Nachhaltigkeit nicht unterschätzen
Wo liegt das größte Fehlerpotenzial für Einzelhändler und Investoren? Theresa Schleicher ist sich sicher: „Das Thema Nachhaltigkeit zu unterschätzen.“ Der Textilhandel werde sich von der „Fast Fashion“-Welle verabschieden müssen, im Lebensmittelhandel würden die Grenzen zwischen konventionellen Supermärkten, Discountern und Bio-Märkten zunehmend verschwimmen. Auch mit Blick auf die Immobilie wachsen die Anforderungen: Der klassische einstöckige Discounter mit großem Parkplatz oder die weitläufigen SB-Warenhäuser und Fachmarktzentren sind aufgrund ihres hohen Flächenverbrauchs in vielen Kommunen nicht mehr gern gesehen. Hier sind alternative Konzepte gefragt. Zugleich ist gerade das Thema Nachhaltigkeit auch eine Chance für den Einzelhandel: „Die Nachfrage nach lokal und nachhaltig produzierten hochwertigen Produkten wächst“, sagt Joachim Stumpf – eine Botschaft, die dem lokalen Fachhandel langfristig gute Aussichten beschert, sofern die Lage und Erreichbarkeit stimmen.
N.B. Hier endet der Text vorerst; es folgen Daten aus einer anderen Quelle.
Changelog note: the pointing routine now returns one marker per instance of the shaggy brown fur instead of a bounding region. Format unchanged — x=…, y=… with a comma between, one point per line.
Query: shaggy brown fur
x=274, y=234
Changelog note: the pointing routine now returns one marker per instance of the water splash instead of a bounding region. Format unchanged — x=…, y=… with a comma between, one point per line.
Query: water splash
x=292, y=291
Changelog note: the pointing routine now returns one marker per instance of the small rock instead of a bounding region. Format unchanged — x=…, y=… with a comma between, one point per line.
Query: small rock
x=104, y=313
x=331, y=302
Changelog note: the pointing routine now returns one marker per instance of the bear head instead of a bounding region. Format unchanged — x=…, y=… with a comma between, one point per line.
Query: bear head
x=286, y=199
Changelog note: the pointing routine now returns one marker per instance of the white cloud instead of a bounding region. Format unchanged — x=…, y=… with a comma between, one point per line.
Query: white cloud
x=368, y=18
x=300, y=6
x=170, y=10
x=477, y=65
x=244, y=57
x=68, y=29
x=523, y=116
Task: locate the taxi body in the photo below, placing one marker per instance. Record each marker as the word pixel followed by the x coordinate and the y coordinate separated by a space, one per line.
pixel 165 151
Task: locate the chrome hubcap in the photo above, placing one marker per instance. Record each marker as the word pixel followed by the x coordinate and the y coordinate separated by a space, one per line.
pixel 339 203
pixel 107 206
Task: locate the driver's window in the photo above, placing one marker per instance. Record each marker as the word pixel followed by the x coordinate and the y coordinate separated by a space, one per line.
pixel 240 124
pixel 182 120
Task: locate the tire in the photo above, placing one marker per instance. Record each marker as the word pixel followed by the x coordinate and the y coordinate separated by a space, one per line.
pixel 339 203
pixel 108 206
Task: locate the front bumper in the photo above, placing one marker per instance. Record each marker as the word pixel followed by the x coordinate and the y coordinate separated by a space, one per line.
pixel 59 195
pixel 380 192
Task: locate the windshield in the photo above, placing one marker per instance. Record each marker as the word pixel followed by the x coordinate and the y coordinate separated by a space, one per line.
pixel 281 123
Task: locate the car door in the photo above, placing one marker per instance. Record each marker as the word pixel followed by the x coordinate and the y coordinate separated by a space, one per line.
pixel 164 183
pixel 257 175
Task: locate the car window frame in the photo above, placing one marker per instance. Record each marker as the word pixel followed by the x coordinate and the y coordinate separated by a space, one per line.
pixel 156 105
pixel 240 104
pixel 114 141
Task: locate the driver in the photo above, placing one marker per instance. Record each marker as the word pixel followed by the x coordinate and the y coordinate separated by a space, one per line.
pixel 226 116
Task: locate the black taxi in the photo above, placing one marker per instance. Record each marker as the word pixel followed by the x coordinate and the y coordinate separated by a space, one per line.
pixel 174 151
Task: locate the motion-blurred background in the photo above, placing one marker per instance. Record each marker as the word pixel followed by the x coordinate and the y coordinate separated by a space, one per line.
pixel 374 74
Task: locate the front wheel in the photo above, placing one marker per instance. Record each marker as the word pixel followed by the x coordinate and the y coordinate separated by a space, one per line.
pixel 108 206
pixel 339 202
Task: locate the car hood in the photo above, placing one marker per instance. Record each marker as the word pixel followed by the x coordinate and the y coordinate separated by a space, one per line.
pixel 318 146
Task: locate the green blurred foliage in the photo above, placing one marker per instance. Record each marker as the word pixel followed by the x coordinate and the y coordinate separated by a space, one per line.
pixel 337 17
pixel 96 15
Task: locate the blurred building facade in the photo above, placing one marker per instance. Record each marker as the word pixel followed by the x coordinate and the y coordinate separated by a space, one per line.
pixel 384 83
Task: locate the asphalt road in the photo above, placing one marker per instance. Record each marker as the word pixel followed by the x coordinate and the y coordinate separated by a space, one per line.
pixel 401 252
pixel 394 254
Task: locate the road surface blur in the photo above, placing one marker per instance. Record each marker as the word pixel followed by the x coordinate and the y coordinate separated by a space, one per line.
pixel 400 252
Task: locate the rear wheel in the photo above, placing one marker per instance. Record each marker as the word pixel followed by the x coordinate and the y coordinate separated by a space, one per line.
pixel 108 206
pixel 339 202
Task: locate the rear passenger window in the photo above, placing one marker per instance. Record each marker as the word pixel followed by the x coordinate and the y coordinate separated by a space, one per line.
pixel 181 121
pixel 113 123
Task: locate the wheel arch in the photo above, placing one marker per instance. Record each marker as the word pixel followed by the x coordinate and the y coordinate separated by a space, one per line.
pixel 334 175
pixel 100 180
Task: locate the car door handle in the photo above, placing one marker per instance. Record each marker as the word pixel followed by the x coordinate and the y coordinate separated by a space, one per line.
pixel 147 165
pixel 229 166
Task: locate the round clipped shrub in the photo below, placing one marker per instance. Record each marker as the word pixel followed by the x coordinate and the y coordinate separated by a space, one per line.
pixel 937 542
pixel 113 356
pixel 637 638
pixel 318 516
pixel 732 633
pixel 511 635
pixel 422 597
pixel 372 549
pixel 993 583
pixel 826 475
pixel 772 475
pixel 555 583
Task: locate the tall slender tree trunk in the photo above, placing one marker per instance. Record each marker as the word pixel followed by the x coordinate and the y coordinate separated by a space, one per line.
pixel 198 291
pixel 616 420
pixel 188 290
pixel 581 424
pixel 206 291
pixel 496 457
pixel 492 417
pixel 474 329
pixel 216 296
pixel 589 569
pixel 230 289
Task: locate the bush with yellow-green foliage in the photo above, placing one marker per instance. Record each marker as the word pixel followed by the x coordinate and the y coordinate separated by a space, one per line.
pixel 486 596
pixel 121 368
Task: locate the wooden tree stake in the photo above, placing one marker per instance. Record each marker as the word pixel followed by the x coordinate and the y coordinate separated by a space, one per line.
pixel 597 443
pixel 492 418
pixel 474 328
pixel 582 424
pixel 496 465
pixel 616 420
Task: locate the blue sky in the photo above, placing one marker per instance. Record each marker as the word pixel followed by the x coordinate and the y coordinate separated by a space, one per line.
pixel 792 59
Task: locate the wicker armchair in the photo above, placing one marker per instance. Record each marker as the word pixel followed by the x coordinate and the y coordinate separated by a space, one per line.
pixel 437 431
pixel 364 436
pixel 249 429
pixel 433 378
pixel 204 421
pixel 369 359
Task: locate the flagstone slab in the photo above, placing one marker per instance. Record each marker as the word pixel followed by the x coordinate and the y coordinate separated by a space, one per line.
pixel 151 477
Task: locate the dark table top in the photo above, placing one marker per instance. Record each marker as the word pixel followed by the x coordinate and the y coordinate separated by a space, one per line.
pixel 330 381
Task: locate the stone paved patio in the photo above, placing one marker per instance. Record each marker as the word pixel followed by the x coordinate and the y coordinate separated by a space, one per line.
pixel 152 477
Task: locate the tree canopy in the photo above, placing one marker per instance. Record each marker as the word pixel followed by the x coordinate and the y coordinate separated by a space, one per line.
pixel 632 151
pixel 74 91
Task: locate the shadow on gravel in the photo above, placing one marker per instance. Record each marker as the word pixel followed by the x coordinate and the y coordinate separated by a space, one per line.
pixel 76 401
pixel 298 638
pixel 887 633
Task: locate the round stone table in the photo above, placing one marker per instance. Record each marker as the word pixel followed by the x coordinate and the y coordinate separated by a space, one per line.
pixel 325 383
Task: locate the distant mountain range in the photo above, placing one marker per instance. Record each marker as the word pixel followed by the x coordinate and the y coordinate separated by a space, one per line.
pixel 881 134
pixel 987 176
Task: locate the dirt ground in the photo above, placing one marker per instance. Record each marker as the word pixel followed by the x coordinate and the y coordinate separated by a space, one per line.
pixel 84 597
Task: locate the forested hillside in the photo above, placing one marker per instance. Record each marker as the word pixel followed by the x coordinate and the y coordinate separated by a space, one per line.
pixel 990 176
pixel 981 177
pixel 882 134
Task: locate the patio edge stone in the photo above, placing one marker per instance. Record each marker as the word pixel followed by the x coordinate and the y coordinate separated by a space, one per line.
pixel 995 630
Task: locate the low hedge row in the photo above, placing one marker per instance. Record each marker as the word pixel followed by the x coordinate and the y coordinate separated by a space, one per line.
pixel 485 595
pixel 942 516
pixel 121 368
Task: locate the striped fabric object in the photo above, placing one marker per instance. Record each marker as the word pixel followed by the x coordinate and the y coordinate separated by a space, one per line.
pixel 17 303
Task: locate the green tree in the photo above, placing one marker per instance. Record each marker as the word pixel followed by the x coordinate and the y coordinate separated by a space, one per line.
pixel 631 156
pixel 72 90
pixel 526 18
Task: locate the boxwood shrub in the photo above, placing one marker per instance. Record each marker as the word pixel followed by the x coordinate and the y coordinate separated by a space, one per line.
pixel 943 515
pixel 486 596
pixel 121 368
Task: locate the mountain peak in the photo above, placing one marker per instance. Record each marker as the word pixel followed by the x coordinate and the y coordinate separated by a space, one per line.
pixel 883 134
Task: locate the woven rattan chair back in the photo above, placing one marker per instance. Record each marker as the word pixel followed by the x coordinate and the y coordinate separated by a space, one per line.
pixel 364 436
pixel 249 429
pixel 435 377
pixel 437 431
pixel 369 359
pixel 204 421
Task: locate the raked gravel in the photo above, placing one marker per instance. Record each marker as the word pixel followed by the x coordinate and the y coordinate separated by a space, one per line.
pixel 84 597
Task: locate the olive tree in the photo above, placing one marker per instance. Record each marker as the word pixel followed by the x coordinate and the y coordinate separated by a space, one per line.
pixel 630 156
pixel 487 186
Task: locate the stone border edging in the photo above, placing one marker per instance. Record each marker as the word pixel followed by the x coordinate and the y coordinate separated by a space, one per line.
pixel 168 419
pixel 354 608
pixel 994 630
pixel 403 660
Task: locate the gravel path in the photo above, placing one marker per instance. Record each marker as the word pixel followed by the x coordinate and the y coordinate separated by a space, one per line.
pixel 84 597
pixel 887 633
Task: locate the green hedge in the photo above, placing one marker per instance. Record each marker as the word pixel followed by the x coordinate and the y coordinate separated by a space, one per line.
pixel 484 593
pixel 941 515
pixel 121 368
Bei allen Herausforderungen stellen Einzelhandelsimmobilien nach wie vor eine attraktive Assetklasse für Investoren dar. Allerdings gilt es – mehr noch als bei anderen Nutzungsarten – sehr genau hinzuschauen. Viele Geschäftsmodelle, die früher praktisch Selbstläufer waren, funktionieren nicht mehr von allein und sind deshalb kritisch zu hinterfragen. Gleichzeitig entstehen neue Ideen und Strategien, ältere Geschäftsmodelle werden neu entdeckt. „Ein pauschales Erfolgsrezept für eine so heterogene Branche wie den Einzelhandel kann es nicht geben“, sagt Wealthcap Geschäftsführerin Gabriele Volz. Für ein erfolgreiches Investment komme es deshalb auf Detailkenntnis und Analysekompetenz an.